No obstante, los datos no provocan una conclusión determinista, y es en ese punto donde Rocío Lacasa, psicóloga, interviene para aportar perspectiva. “Desde una perspectiva psicológica, existen diferencias moderadas pero significativas en la manera en que hombres y mujeres abordan las decisiones morales y éticas, influenciadas en parte por variaciones en el procesamiento emocional, los estilos de razonamiento moral y los procesos de socialización… Una diferencia crucial está en la aversión al riesgo, que tiende a ser menor en los hombres. El menor aversión al riesgo en hombres facilita la decisión de involucrarse en comportamientos ilegales cuando perciben que la ganancia justifica el peligro”.

Esta reflexión sugiere que la corrupción masculina no es necesariamente fruto de mala intención per se, sino de una convergencia de condiciones: acceso al poder, socialización que premia la competitividad, menor temor al riesgo y marcos cognitivos que permiten racionalizar acciones dudosas. Lacasa ofrece más luz sobre los mecanismos mentales que facilitan conductas corruptas: “En cuanto a sesgos cognitivos relevantes en el contexto de la corrupción […] cuando no son contrarrestados por una cultura ética organizacional sólida o mecanismos de control externo, pueden crear una ‘zona gris’ moral donde la corrupción se vuelve psicológicamente tolerable”.
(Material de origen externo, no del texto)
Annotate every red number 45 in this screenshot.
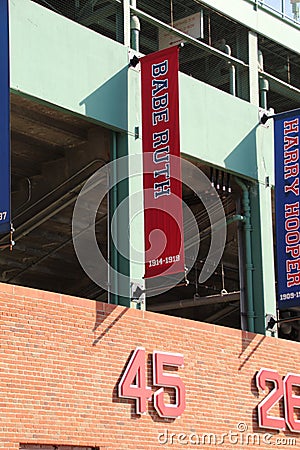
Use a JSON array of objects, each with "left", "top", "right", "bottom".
[{"left": 118, "top": 347, "right": 186, "bottom": 418}]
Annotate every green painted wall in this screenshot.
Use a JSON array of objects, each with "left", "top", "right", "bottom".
[
  {"left": 10, "top": 0, "right": 129, "bottom": 131},
  {"left": 179, "top": 73, "right": 274, "bottom": 184}
]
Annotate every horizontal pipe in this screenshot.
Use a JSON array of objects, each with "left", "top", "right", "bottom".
[
  {"left": 259, "top": 70, "right": 300, "bottom": 98},
  {"left": 226, "top": 214, "right": 245, "bottom": 226},
  {"left": 149, "top": 291, "right": 240, "bottom": 312},
  {"left": 205, "top": 303, "right": 239, "bottom": 323}
]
Esto conecta con lo que ocurrió en la estructura institucional del PP o la Junta de Andalucía: redes cerradas, complicidades, cultura de impunidad. En ese marco, la suma de varones proactivos y sistemas permisivos multiplica la incidencia delictiva. Según publica María Amparo Novo, Doctora en el Departamento de Sociología de la Universidad de Oviedo, las mujeres son en general más reacias a incurrir en conductas corruptas que los hombres, fruto de las diferencias en la educación que reciben. “Si bien la variable de género existe, es más determinante el contexto”.
“Existe una relación directa entre el nivel de democracia de un país, el nivel de representación de la mujeres en puestos de responsabilidad, la calidad del gobierno y una menor corrupción”. Este planteamiento desmonta la idea de un género criminal por esencia, y apunta a que la inclusión femenina en espacios de poder funciona como freno a los niveles de corrupción. Cuando la presencia de mujeres crece en cargos públicos, el índice de corrupción se reduce notablemente; como también lo confirma un estudio del Banco Interamericano de Desarrollo. Es decir, que “es más importante el contexto” que el factor de género. “Si el contexto es más democrático, el número de mujeres en puestos políticos se incrementa y la corrupción disminuye”.
Éxito, competición y demostración de poder
Desde el punto de vista sociológico, la distribución de género no es aleatoria. Lacasa lo explica así: “La presión por el éxito y el poder se manifiesta de manera diferente según el género. En el ámbito profesional, los hombres tienden a buscar el éxito, competir y demostrar poder, incluso cruzando límites éticos, mientras que las mujeres experimentan una mayor presión por cumplir normas y preservar una reputación ética. Ante amenazas a su estatus, algunos hombres responden con conductas de riesgo, agresividad o corrupción instrumental, mientras que en las mujeres tiende a generar formas más sutiles de manipulación o control indirecto”.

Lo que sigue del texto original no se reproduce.